For lunch, we went to Conch Republic, one of my favorite restaurants in Key West. It was the very first bar we went to on my very first trip. It is on the dock of the marina and the island vibes are in full effect. PLUS, they have a functioning pressed penny machine. Some fishermen had just returned from a catching loads of mahi. They were nice enough to give my nieces some leftover bait fish to feed the tarpons. The fisherman showed us a blown-up pufferfish in the belly of the fish he was cleaning. 

Our evening activity consisted of a champagne sunset cruise. The boat left around 6:30pm and we rode around til the Sun went down a little after 8. Nothing makes me feel more boujie than wearing resort wear while drinking champagne on a boat.  After the boat cruise, the siblings went out for a night on the town. We were all sleepy and exhausted but we found our second wind!! We walked thru Old Town and had some beers at the Southernmost Point. It's so busy during the day, but v chill at night. We made our way back up Duval for a mini bar crawl. We planted at Irish Kevin's, where there was a 90s cover band! I made friends with a sailor themed bachelorette party and we played ring toss. We bopped across the street for karaoke at Rick's, where the DJ only had 2 Madonna songs. What a disgrace! I had to sing Mariah Carey and our second songs got skipped, so juggalos could sing Pink Floyd. I'm a little high maintenance when it comes to karaoke, can you tell? We shut properly shut down Duval Street and I can't remember the last time I saw 4am. 

Friday was our last full day in Key Key (as I like to call it). We took a leisurely walk down Whitehead Street aka we were walking to the Post Office. We passed the original office of Pan-Am and oh, how I wish I could have taken that airline. 

I love walking out of the front door to see a gigantic cruise ship. We spent Friday AM playing pool bingo, where we did not win a thing! We purchased the rest of our souvenirs and packed the our bags, so we could enjoy the rest of the day. 

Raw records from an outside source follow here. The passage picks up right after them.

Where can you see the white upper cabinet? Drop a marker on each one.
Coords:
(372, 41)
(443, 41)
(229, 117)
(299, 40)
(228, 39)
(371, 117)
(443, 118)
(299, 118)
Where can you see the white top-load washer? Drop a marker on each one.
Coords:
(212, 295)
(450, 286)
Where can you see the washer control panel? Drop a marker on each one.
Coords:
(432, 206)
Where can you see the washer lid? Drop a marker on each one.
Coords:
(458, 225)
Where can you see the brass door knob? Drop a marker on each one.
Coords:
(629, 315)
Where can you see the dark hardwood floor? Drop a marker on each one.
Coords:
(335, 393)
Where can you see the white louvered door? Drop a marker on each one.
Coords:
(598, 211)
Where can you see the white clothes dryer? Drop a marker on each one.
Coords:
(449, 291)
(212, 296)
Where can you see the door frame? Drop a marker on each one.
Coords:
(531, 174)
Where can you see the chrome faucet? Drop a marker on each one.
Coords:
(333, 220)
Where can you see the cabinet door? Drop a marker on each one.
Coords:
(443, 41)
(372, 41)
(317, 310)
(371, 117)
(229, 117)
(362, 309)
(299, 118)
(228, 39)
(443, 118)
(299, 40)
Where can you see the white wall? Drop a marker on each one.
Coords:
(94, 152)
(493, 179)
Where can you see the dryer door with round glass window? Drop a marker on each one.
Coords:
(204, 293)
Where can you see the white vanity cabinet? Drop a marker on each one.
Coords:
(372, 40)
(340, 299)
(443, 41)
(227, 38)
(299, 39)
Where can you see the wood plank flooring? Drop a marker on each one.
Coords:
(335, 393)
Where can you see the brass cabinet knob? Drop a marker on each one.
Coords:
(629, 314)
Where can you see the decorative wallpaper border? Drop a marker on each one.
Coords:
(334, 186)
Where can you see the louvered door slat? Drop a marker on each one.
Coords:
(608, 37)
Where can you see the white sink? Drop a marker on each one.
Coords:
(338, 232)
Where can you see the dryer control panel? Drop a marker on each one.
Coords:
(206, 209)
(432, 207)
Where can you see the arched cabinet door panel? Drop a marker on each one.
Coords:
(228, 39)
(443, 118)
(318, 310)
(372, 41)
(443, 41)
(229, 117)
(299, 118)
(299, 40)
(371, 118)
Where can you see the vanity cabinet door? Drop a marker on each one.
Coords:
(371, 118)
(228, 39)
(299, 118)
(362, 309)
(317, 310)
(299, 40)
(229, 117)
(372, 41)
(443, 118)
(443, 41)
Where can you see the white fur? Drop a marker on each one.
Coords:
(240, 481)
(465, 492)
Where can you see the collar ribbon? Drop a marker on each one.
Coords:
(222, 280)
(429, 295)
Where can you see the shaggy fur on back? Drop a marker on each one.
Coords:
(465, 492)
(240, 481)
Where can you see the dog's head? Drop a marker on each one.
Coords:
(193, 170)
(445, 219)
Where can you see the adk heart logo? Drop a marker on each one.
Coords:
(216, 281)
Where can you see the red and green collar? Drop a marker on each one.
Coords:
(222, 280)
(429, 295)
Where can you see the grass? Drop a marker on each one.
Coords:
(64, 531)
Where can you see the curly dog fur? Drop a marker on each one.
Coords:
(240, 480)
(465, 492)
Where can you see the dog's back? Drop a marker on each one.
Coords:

We decided that for our last night, we would hit the best drag bar in town, Aqua. I went to Aqua for my bachelorette party and it was incredible. These drag queens are ON POINT. Never in my life have I see a queen do a number with aerial silks. How do you even follow that? Oh, I know, wear a pot leaf dress and sing 'Marijuanaville". Hands down, the best drag show I have been to. It was the most perfect Key West finale.